O que diz Arroyo (2013, p.65) pode ser associado às pessoas com deficiência, se o paradigma de interpretação for o modelo clínico – médico. A exemplo disso, Iolanda (mãe de Violeta) relatou em sua entrevista que sua filha foi transferida para CEE quando sofreu um acidente vascular cerebral (AVC). A mãe relata que seu sonho era de que sua filha continuasse na mesma escola em que estudava antes do ocorrido.

Iolanda: Ai, foi quando ela entrou no Jardim, eu lutei, eu lutei, eu levava ela de cadeira de rodas, no braço, e a primeira escola não aceitava mais ela porque era tudo era de/tempo assim era degrau pra ela subir e ela não aprendia mais porque ela deu AVC, ela ainda tava meia/aí eu, mas eu ia, sabe aquela mãe que ia esperançada demais e que ia com ela naquele colégio, nossa senhora, foi o momento que eu mais sofri foi naquele momento, porquê eu queria ela lá nas Bromélias (colégio particular que tem convênio com a Secretaria de Estado e Educação do Distrito Federal- SEDF), eu queria que ela participasse de tudo e depois eles: “NÃO, vamos botar ela no especial 1 (CEE) pra ver no que vai dar”. Aí botamo no especial 1, foi indo, eles foro vendo que realmente ela tinha de voltar para escola normal, entendeu? Mas o que eu mais lutei foi essa época.

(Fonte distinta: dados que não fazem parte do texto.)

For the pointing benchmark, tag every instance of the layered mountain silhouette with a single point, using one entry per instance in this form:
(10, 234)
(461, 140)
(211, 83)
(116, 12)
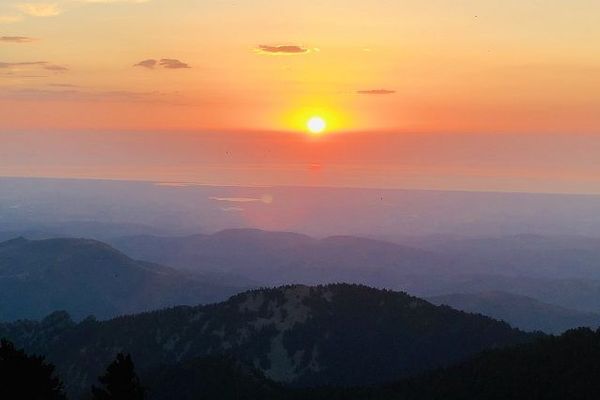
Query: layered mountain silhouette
(277, 258)
(519, 311)
(87, 277)
(553, 270)
(549, 368)
(298, 335)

Iolanda (mãe de Violeta) explica a experiência de Violeta no CEE, quando ela tinha cinco anos de idade. As barreiras arquitetônicas enfrentadas por Iolanda, não pareciam desanimá-la de continuar a “luta” para que sua filha estudasse em um colégio de referência em educação infantil da cidade. O sofrimento da mãe com a transferência da filha para o CEE está relacionado ao estigma da segregação, da institucionalização das pessoas com deficiência. A escolha do léxico “normal” para representar a escola inclusiva pressupõe que o CEE é destinado aos “anormais”. Assim como “eu queria que ela participasse de tudo” aponta a preocupação da mãe de que a filha fique isolada das atividades sociais. No momento da entrevista pude sentir a emoção nesse relato, principalmente quando ela disse “e ela não aprendia mais porque ela deu AVC”. Esse trecho da fala de Iolanda dialoga com o relato que ela fez sobre o discurso médico para se referir à Violeta. Iolanda ainda indica, pelo uso do intensificador “mais”, que esse foi o momento de sua vida no qual ela mais lutou.